Verbalized Sampling: How to Mitigate Mode Collapse and Unlock LLM Diversity

Authors: Jiayi Zhang, Simon Yu, Derek Chong, Anthony Sicilia, Michael R. Tomz, Christopher D. Manning, Weiyan Shi

82 pages, 28 figures, 32 tables. Code is available at https://github.com/CHATS-lab/verbalize-sampling
License: CC BY-NC-ND 4.0

Abstract: Post-training alignment often reduces LLM diversity, leading to a phenomenon known as mode collapse. Unlike prior work that attributes this effect to algorithmic limitations, we identify a fundamental, pervasive data-level driver: typicality bias in preference data, whereby annotators systematically favor familiar text as a result of well-established findings in cognitive psychology.
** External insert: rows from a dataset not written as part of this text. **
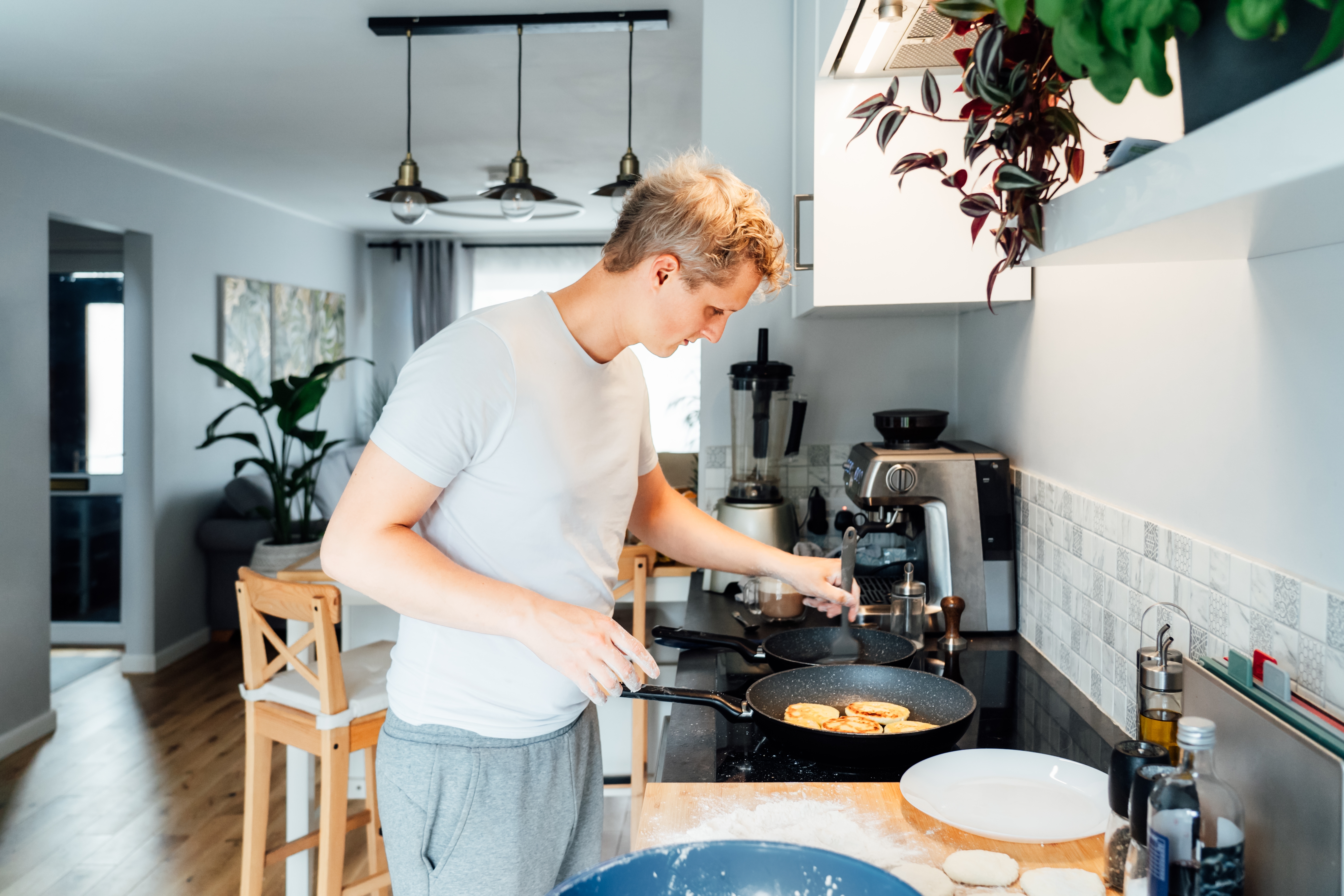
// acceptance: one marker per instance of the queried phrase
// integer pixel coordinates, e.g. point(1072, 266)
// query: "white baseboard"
point(146, 663)
point(17, 739)
point(87, 633)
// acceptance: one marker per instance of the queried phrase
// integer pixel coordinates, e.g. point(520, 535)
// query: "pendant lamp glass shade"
point(409, 199)
point(518, 195)
point(630, 162)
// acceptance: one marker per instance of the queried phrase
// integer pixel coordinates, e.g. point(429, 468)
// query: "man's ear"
point(665, 267)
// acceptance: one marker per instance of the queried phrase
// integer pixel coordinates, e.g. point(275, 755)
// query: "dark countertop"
point(1025, 703)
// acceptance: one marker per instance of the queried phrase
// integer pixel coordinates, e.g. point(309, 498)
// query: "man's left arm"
point(665, 519)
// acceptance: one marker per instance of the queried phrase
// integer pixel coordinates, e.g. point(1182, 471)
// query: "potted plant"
point(1019, 111)
point(290, 463)
point(1018, 81)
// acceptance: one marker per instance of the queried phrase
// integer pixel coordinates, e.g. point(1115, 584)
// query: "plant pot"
point(269, 559)
point(1221, 73)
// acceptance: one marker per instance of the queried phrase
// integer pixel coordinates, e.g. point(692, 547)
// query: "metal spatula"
point(846, 647)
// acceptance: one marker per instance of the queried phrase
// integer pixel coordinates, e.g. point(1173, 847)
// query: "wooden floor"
point(139, 792)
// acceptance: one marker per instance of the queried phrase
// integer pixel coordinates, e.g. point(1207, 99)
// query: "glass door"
point(87, 409)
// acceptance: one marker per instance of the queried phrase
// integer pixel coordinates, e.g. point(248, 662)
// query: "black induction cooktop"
point(1023, 703)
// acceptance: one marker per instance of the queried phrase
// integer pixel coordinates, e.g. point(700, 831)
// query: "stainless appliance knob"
point(901, 479)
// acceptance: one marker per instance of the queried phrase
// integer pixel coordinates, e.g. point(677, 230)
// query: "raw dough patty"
point(878, 711)
point(980, 867)
point(853, 726)
point(927, 879)
point(800, 714)
point(1062, 882)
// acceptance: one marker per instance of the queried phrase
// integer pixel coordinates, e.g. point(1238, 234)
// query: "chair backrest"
point(318, 605)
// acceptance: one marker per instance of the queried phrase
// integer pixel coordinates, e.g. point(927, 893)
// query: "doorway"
point(87, 362)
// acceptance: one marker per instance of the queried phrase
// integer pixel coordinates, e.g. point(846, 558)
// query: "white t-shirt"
point(538, 449)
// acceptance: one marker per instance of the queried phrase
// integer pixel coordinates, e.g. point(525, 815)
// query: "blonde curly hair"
point(704, 215)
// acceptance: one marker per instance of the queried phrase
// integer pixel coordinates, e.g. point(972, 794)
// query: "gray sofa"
point(229, 536)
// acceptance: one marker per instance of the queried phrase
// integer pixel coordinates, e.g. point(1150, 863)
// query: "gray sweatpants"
point(468, 815)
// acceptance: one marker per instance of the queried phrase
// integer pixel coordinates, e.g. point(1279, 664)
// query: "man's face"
point(679, 316)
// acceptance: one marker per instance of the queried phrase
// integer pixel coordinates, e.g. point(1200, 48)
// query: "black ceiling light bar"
point(537, 23)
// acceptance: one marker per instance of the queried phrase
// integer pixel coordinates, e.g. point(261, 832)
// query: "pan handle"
point(732, 709)
point(685, 640)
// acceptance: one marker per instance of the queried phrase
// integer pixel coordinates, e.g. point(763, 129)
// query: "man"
point(518, 440)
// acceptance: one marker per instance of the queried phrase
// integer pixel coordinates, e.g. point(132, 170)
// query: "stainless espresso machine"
point(944, 506)
point(767, 425)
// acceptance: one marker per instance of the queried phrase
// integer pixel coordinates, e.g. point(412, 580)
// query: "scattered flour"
point(807, 823)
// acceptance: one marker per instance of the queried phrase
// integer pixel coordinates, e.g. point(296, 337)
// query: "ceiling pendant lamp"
point(630, 163)
point(518, 194)
point(411, 201)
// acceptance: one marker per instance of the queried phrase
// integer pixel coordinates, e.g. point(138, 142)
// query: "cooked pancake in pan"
point(853, 726)
point(800, 714)
point(878, 711)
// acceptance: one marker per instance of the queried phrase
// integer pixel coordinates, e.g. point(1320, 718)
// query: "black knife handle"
point(732, 709)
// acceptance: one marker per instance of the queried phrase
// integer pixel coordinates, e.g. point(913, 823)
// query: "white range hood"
point(869, 47)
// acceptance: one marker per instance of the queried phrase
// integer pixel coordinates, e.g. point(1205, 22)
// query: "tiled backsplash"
point(814, 465)
point(1088, 573)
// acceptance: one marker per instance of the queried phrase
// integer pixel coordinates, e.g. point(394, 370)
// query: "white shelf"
point(1265, 179)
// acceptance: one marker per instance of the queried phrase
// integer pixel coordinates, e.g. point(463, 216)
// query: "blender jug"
point(767, 425)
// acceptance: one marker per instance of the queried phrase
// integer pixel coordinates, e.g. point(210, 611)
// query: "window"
point(505, 273)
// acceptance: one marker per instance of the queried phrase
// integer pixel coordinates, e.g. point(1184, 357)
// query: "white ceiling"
point(299, 103)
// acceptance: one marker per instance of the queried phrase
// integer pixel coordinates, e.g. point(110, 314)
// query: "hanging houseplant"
point(1021, 109)
point(292, 463)
point(1019, 112)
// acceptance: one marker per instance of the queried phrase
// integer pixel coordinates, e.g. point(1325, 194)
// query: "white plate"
point(1010, 795)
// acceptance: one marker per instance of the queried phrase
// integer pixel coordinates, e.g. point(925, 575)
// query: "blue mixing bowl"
point(734, 868)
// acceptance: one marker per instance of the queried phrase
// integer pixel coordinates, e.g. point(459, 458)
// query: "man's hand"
point(819, 581)
point(588, 648)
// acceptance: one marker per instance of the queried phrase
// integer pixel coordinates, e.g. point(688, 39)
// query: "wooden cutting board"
point(670, 811)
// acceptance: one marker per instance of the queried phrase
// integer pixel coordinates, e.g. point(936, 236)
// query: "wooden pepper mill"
point(952, 609)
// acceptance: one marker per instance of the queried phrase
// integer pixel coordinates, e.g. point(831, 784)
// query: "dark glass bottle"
point(1195, 824)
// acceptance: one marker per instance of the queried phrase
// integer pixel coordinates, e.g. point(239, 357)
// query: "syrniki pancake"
point(878, 711)
point(800, 714)
point(853, 726)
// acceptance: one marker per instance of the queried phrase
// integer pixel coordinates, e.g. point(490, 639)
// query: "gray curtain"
point(442, 288)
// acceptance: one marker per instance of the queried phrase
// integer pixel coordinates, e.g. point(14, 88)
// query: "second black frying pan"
point(798, 648)
point(939, 702)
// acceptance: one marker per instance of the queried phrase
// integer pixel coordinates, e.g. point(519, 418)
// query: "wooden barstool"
point(310, 711)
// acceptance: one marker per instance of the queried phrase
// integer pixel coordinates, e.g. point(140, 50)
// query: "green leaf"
point(243, 437)
point(1011, 11)
point(1010, 177)
point(865, 109)
point(975, 128)
point(1331, 42)
point(1256, 19)
point(241, 383)
point(964, 10)
point(929, 93)
point(890, 124)
point(1061, 119)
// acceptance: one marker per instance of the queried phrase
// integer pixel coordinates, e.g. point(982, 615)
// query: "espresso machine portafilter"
point(951, 498)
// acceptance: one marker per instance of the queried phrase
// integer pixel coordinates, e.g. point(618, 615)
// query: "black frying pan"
point(929, 699)
point(798, 648)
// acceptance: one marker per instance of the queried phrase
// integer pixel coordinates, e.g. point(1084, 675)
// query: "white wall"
point(757, 96)
point(197, 234)
point(1204, 397)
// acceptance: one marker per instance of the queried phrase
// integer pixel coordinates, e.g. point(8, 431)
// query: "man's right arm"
point(370, 546)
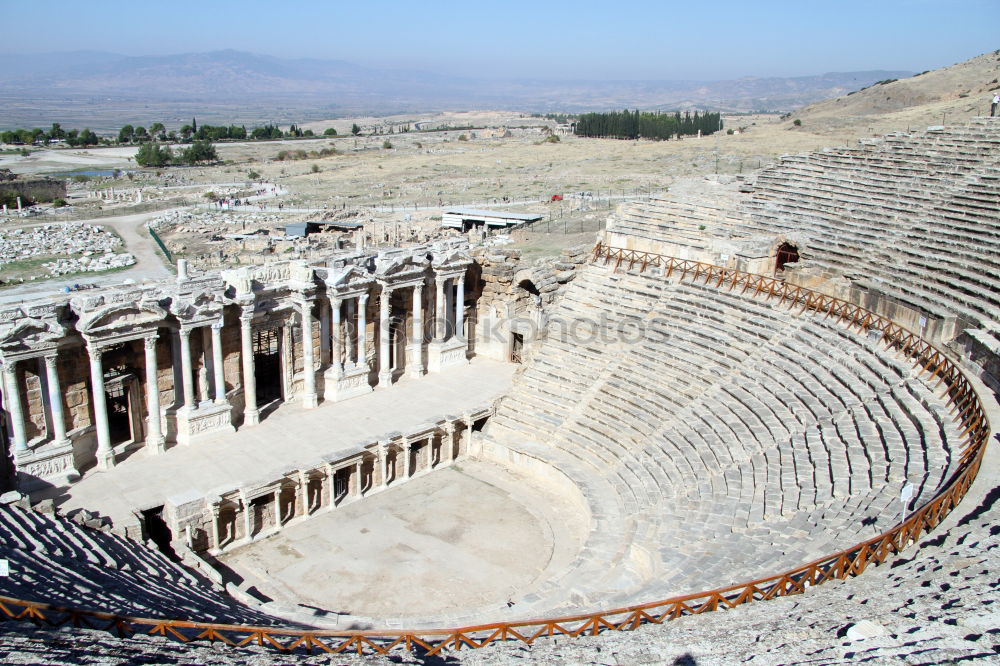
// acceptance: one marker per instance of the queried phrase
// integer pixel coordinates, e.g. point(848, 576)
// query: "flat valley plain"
point(410, 176)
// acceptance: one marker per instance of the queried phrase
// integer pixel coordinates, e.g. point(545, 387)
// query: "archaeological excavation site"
point(749, 416)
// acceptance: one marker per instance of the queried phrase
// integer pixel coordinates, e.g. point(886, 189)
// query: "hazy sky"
point(548, 39)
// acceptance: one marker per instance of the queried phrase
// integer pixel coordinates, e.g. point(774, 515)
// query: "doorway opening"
point(159, 532)
point(267, 365)
point(516, 347)
point(787, 254)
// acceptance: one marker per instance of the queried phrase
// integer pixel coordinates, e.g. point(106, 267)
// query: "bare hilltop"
point(935, 97)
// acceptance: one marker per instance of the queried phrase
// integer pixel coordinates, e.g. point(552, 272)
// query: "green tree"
point(87, 138)
point(199, 151)
point(153, 154)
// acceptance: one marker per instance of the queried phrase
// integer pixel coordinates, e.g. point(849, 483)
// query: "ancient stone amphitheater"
point(753, 387)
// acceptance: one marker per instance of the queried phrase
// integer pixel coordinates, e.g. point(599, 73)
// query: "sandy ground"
point(150, 263)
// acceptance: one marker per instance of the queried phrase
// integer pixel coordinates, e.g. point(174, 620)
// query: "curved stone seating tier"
point(916, 216)
point(721, 438)
point(55, 559)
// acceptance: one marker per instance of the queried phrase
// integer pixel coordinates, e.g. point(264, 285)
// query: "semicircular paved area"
point(717, 438)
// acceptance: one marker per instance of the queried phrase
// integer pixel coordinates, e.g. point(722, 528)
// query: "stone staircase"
point(717, 438)
point(916, 216)
point(52, 559)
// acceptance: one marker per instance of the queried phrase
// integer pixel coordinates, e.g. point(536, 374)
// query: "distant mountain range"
point(278, 88)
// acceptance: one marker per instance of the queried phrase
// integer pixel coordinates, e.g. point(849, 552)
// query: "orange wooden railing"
point(961, 398)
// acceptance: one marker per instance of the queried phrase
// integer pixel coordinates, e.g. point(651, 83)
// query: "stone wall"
point(41, 189)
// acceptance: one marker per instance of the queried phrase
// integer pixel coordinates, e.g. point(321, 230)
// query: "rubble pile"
point(75, 247)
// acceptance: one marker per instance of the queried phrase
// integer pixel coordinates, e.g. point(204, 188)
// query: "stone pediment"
point(347, 278)
point(29, 333)
point(293, 274)
point(400, 267)
point(119, 318)
point(451, 260)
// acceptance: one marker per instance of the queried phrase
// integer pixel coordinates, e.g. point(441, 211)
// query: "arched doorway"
point(786, 254)
point(267, 365)
point(527, 305)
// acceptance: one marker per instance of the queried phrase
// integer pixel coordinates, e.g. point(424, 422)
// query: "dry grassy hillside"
point(949, 95)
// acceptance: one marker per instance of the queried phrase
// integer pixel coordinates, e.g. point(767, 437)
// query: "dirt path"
point(149, 261)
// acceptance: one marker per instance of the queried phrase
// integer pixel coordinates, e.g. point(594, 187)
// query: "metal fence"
point(962, 400)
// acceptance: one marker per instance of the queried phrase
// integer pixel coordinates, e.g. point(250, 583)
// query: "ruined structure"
point(90, 377)
point(749, 396)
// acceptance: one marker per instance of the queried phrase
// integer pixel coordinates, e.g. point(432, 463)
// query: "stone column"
point(55, 400)
point(325, 334)
point(448, 454)
point(440, 325)
point(12, 401)
point(336, 342)
point(105, 454)
point(247, 518)
point(309, 399)
point(331, 489)
point(219, 378)
point(363, 329)
point(405, 445)
point(251, 416)
point(213, 515)
point(383, 460)
point(154, 435)
point(417, 356)
point(187, 373)
point(460, 307)
point(385, 370)
point(418, 315)
point(303, 492)
point(467, 433)
point(350, 348)
point(278, 521)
We formalize this bias theoretically, verify it on preference datasets empirically, and show that it plays a central role in mode collapse. Motivated by this analysis, we introduce Verbalized Sampling, a simple, training-free prompting strategy to circumvent mode collapse. VS prompts the model to verbalize a probability distribution over a set of responses (e.g., "Generate 5 jokes about coffee and their corresponding probabilities"). Comprehensive experiments show that VS significantly improves performance across creative writing (poems, stories, jokes), dialogue simulation, open-ended QA, and synthetic data generation, without sacrificing factual accuracy and safety. For instance, in creative writing, VS increases diversity by 1.6-2.1x over direct prompting. We further observe an emergent trend that more capable models benefit more from VS. In sum, our work provides a new data-centric perspective on mode collapse and a practical inference-time remedy that helps unlock pre-trained generative diversity.